Encoding of errors in the document source using <sic>; situations where corr= is and is not used; distinguishing between error and old spelling


1. The WWP encodes errors in the original text using <sic>, with the corrected reading encoded using the corr= attribute. The corr= attribute is required in WWP encoding, except in a special group of cases where the <sic> element is used but no correction is required. At present this group contains only the following:

--errors in catchwords (that is, discrepancies between the catchword and the corresponding word in the main flow of text): corr= is not used.

--cases where the reading is anomalous enough to require <sic> as a way of indicating that the transcription is accurate, but where we do not know what correction to supply: corr= is not used.

2. The <sic> tag should be applied to the minimum relevant section of text, usually the letter, but sometimes the word. Some examples:

p<sic corr="i">u</sic>ckle

He went to the <sic corr="">the</sic> store.

Notice in the second example that the corrected value is empty, not a space: this indicates that nothing, not even a blank, should be present.

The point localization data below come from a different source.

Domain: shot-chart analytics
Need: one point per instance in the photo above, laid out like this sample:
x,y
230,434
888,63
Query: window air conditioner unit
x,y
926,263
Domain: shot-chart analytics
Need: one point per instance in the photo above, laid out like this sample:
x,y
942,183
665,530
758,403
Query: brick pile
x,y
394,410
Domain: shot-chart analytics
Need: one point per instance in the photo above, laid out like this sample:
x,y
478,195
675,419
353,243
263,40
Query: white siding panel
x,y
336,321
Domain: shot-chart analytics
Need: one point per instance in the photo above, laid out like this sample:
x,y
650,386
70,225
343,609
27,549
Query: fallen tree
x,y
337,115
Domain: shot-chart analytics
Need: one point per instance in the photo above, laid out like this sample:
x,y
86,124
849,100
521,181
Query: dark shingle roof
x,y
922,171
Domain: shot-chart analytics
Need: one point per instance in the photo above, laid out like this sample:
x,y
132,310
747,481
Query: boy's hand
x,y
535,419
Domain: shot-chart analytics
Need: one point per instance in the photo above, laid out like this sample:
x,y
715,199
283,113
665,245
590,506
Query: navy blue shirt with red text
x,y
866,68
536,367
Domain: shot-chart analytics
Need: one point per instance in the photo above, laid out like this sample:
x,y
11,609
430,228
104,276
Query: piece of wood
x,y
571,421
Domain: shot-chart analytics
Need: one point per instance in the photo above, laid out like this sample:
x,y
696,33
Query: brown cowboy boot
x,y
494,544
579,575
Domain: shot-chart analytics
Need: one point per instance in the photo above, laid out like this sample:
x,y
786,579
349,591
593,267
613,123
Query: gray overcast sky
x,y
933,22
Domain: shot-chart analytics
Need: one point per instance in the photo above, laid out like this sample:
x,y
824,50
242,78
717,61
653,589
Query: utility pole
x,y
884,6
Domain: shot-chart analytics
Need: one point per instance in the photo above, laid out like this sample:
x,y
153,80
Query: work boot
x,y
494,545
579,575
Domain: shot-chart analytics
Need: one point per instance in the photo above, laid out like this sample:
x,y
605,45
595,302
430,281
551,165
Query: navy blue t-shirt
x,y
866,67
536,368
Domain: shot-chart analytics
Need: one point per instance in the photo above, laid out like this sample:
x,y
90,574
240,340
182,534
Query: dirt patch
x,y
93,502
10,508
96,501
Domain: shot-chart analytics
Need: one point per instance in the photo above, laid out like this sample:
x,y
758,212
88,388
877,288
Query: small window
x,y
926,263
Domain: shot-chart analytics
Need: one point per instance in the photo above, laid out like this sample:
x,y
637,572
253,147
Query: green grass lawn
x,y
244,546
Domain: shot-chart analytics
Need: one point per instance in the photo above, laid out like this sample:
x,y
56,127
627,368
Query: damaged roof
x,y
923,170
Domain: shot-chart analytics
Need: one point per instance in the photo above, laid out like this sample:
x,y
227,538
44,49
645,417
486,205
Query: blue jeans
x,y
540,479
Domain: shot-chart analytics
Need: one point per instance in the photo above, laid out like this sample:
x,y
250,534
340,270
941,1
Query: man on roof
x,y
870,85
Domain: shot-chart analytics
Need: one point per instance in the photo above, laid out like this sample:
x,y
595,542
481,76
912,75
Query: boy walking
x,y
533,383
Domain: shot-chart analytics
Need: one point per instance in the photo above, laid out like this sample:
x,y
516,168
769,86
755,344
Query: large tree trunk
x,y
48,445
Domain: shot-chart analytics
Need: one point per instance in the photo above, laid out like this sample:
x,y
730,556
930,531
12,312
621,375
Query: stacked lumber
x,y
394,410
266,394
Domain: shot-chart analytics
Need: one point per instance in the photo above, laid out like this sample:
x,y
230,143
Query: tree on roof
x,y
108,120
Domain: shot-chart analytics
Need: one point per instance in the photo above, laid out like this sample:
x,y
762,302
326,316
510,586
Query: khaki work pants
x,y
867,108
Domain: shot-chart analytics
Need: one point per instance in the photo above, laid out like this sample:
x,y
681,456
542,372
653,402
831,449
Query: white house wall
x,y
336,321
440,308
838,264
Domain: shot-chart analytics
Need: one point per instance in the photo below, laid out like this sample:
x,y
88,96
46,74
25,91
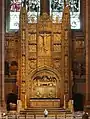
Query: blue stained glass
x,y
56,9
33,11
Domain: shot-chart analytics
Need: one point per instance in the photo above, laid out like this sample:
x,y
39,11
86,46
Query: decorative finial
x,y
24,3
64,3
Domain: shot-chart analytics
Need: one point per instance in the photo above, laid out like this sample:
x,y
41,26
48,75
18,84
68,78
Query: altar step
x,y
41,111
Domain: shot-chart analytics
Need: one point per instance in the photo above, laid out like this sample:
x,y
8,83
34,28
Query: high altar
x,y
44,61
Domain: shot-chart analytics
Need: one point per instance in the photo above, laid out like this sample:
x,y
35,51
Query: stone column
x,y
87,52
44,6
1,53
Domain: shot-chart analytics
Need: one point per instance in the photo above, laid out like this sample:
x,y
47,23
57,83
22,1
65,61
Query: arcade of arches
x,y
55,62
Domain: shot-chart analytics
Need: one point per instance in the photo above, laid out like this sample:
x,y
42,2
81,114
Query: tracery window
x,y
33,11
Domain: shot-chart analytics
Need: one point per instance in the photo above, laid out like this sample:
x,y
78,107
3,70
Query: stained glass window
x,y
56,8
33,11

3. Since many of our texts use archaic spellings which were correct in the time they were written, care must be taken not to encode these as typographical errors. In general, in old-spelling texts, if the spelling of the word is phonetically similar to its proper pronunciation, it should be regarded as correct for our purposes. Thus “queane” is simply a period spelling of “queen”, but “ibside” (for “inside”) would be treated as a typographical error. If in doubt, check the OED to see whether the word is listed as a possible spelling. However, absence from the OED does not mean that the spelling is incorrect; if it is phonetically plausible we do not encode it as an error. In modern-spelling texts (typically those from the mid-18th century on), spelling irregularities are treated as errors unless they are clearly well-attested alternate spellings.

4. We do not use the cert= attribute on <sic>. We also do not use the <corr> element, which is an alternative element for error correction which encodes the same information as <sic>, but gives emphasis to the corrected reading rather than to the original.

See chapter 18 in TEI for more detailed information.

5. The WWP also uses <sic type="seq"> for errors in sequencing (page numbers, signatures, etc.). For more information, see the entry on sequencing errors.